Grocery retailers must sell online or face losing sales, according to Chris Conway, head of digital for the Co-op, which currently has no large-scale online offering.
Speaking at the IGD Digital Commerce conference in London on 16 October, Conway said: “When we go into online, there are a number of reasons we do it. The main reason is that’s where customers are going, so if you don’t do it you’re not going to get the sales that are there.”
He added: “You’ve got an option of saying actually we can sit back and do nothing, or we can do something and retain the sales we’ve got.”
Conway was recruited as the Co-op’s head of digital in March this year, having previously been senior director of grocery e-commerce at Asda and Morrisons’ head of online.
The Co-op has recently embarked on a number of trials that could pave the way to a larger e-commerce operation, with a focus on rapid delivery.
Since April this year autonomous robots have been delivering orders for a Milton Keynes branch in as little as half an hour, in a trial run by the robotics startup Starship Technologies.

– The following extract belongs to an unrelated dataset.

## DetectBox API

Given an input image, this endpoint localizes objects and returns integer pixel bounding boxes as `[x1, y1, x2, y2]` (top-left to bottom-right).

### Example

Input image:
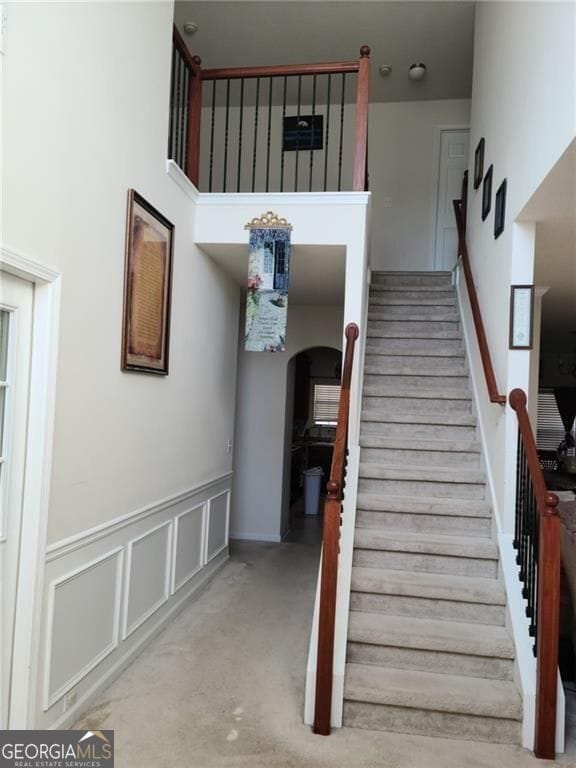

Read more: Co-op extends taxi home delivery service to 12 stores
That followed a trial launched in January of home deliveries from a Manchester branch by Deliveroo.
Most recently, the supermarket has launched a home delivery service of goods bought in-store using taxis, which can also provide lifts for customers. The initiative replaces an existing home delivery service using the Co-op’s own vehicle fleet and staff.
The trial was launched in three stores in July and this month extended to 12 of the 228 branches that offer home delivery. Although it’s not an online service, analysts believe scaling it through a network of logistics partners could pave the way to a major e-commerce launch focused on rapid delivery.
Conway hinted that rapid delivery was his focus, highlighting the growth of restaurant delivery services as an untapped opportunity for grocery.
“If you look at Deliveroo, Just Eat, Uber Eats, that’s growing phenomenally, really phenomenally, and we’re not really seeing it in our world,” he said “It’s just going on somewhere else, in restaurants or corner shops or whatever.
“And I think that is a tremendous opportunity, and that is a way that retailers can make incrementality as well, by making sure they’re offering the right service to customers when and wherever they want.”
He added that the Co-op was working on “understanding where customers will be in five or 10 years’ time, not where they are now”.